When neural networks and probabilistic graphs had a baby
A 2015 ICCV paper that fused CRFs into RNNs for pixel-perfect segmentation, back when Caffe was king and PyTorch was a glimmer.

What it does
CRF-RNN performs semantic image segmentation: it labels every pixel in an image (20 object classes plus background) and traces the actual 2D outline of each object, not just bounding boxes. The code is a custom Caffe layer called MultiStageMeanfieldLayer that plugs into a standard FCN pipeline.
The interesting bit
The trick is formulating a Conditional Random Field as a recurrent neural network, then training the whole thing end-to-end. The CRF’s mean-field inference becomes unrolled iterations inside the network, so the CNN learns to produce unary potentials that play nicely with the structured refinement stage. In 2015 this was novel enough to win the ICCV Best Demo Prize.
Key highlights
- Ships with Python and MATLAB wrappers, plus a live web demo at
crfasrnn.torr.vision - Pre-trained on PASCAL VOC (21 classes including background)

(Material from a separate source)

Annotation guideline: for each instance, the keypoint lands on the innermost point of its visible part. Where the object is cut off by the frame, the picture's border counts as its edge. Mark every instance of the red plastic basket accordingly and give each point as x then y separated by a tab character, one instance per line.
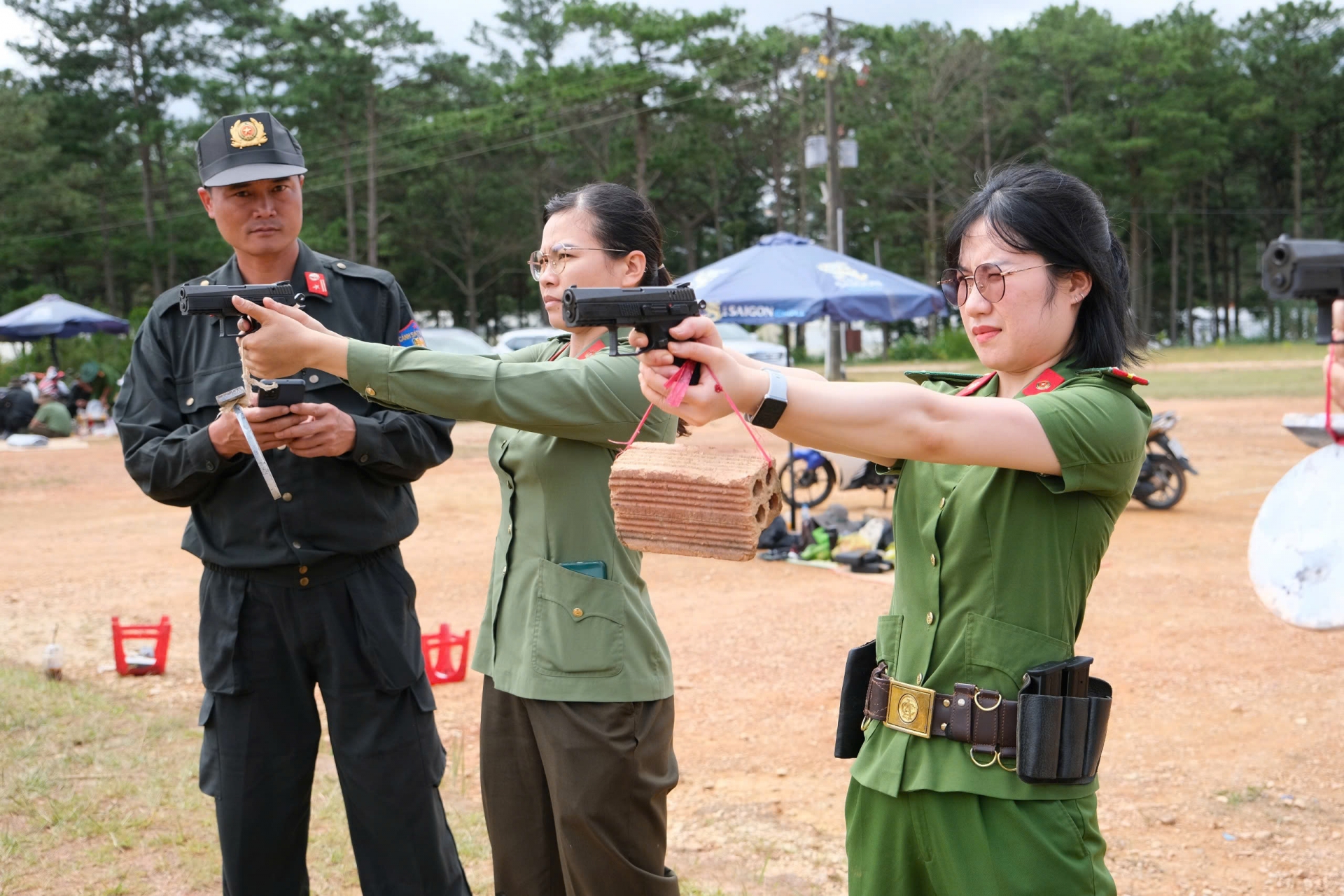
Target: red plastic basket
438	654
159	634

- Active third-party ecosystem: PyTorch, Keras/TensorFlow, Lasagne, and pure GPU reimplementations all exist
- BSD 3-clause license
- Originally built for augmented-reality glasses to assist the partially sighted
Caveats
- Requires compiling a modified Caffe fork; the README targets Ubuntu 14.04 and involves blacklisting kernel modules for CUDA
- The
deploy.prototxtis hard-wired for PASCAL VOC output dimensions; changing classes means manually re-initializing deconvolution weights - Layer names matter: rename
inference1and the pre-trained weights silently fail to load, producing all-black predictions
Verdict
Worth studying if you care about the history of dense prediction or need to understand why modern architectures (DeepLab, etc.) adopted similar CRF-as-layer ideas. For production use, the actively maintained PyTorch and Keras ports are the pragmatic choice; this repo is essentially a research artifact frozen in Caffe amber.